Thursday, June 9, 2016

Abandoning The Dog Whistle: Awkward Times For Republican Bigots

You start out in 1954 by saying, "Ni***r, ni***r, ni***r." By 1968, you can't say "ni***r" — that hurts you. Backfires. So you say stuff like forced busing, states' rights and all that stuff. You're getting so abstract now [that] you're talking about cutting taxes, and all these things you're talking about are totally economic things and a byproduct of them is [that] blacks get hurt worse than whites. And subconsciously maybe that is part of it. I'm not saying that. But I'm saying that if it is getting that abstract, and that coded, that we are doing away with the racial problem one way or the other. You follow me — because obviously sitting around saying, "We want to cut this," is much more abstract than even the busing thing, and a hell of a lot more abstract than "Ni***r, ni***r."  -- Lee Atwater, 1981
Ronald Reagan, the ultimate master of dog whistle politics, launched his first presidential campaign in 1980 in Philadelphia, Mississippi, a place notorious for the 1964 slaying of three civil rights workers, and gave a speech about states' rights:  "I believe in states' rights.... I believe we have distorted the balance of our government today by giving powers that were never intended to be given in the Constitution to that federal establishment."  What Reagan was really signaling by talking about states' rights in that particular venue was that he was squarely on the side of White America.  It presaged his relentless hostility to civil rights and voting rights, and his opposition to entitlements for the poor, particularly, African Americans, who he later famously disparaged with another classic dog whistle -- his unsubstantiated story about a "Cadillac-driving welfare queen."
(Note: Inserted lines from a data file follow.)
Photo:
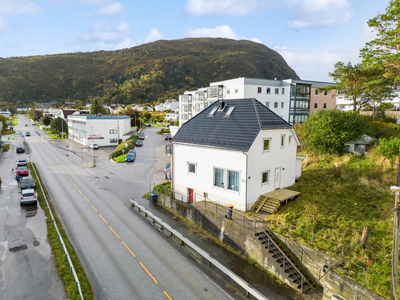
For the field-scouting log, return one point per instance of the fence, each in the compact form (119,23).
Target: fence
(77,283)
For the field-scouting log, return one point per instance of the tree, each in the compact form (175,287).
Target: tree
(326,131)
(59,125)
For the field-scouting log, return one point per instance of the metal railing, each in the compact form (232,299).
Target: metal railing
(247,287)
(63,247)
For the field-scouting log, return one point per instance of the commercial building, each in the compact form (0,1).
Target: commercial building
(103,130)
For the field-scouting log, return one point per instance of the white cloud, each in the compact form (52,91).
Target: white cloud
(110,10)
(220,31)
(226,7)
(317,13)
(315,64)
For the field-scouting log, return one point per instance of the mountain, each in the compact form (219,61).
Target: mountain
(146,73)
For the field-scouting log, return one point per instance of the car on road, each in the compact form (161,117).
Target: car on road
(22,171)
(130,157)
(28,183)
(20,150)
(28,196)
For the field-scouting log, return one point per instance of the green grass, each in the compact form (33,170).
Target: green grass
(62,264)
(340,195)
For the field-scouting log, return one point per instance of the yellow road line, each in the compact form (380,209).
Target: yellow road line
(114,232)
(129,249)
(94,208)
(103,218)
(148,272)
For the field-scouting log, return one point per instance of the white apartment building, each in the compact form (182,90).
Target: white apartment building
(289,99)
(103,130)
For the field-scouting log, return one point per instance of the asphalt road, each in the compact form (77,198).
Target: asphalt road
(27,270)
(124,257)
Ever since, Republican politicians have been expert at using coded language to tap into anxiety of white middle and lower class Americans about losing ground culturally and economically to African Americans and immigrants.  Support for states' rights, calls for curbing food stamps, blaming poverty on a "culture problem," referring to illegal aliens, expressing fear of the spread of Shariah law, and framing opposition to LGBT rights as "religious liberty" all get the message across without sounding overtly racist, bigoted, xenophobic or homophobic.  The references to "Barack Hussein Obama" and relentless questions about Obama's birth certificate, of course, tap into the code as well.
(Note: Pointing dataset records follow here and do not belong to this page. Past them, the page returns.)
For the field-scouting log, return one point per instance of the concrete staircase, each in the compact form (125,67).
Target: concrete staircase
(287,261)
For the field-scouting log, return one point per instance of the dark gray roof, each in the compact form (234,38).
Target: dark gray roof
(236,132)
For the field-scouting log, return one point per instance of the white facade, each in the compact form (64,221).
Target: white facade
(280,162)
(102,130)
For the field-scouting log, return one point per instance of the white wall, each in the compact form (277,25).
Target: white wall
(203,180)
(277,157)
But Donald Trump has discarded the dog whistle.  He refers to Mexican immigrants as drug dealers and rapists.  He argues for discriminatory treatment of Muslims.  And, in his latest remarks, Trump asserts that the judge presiding over the Trump University fraud cases, born in Indiana but of Mexican heritage, must be biased against him in light of Trump's proposal to build a wall between the U.S. and Mexico. 

Republicans are shocked, shocked at these latest remarks about the partiality of Mexican-American judges, which have since been expanded to include Muslims and presumably all other groups that Trump has disparaged -- which would be everyone other than white males.  House Speaker Paul Ryan claimed these comments were "out of left field" when they are simply poorly disguised views out of the GOP playbook.  Ryan and others Republicans treat these unabashedly racist statements as mere rhetoric that Trump can -- in the words of Sen. Orrin Hatch -- "tone down a bit," rather than deeply held beliefs of not only Donald J. Trump, himself, but of the entire Republican power structure -- that only white males should be in power and only white male judges can mete out justice.  Indeed, take a look at the list of Trump's tentative list of Supreme Court nominees -- cribbed from a conservative think tank and endorsed by the Republican leadership.  It is, not shockingly, comprised only of white males. 

Of course Republicans are not shocked as much as they are embarrassed and discomfited that their candidate for President has dispensed with the code.  And since he is simply saying what they are thinking, all they can do is try to distance themselves from his tone and isolate his specific remarks as unfortunate gaffes.  Meanwhile, they continue to support him, the justices he would choose (AND NOT CHOOSE) for the high court, and everything else that he stands for.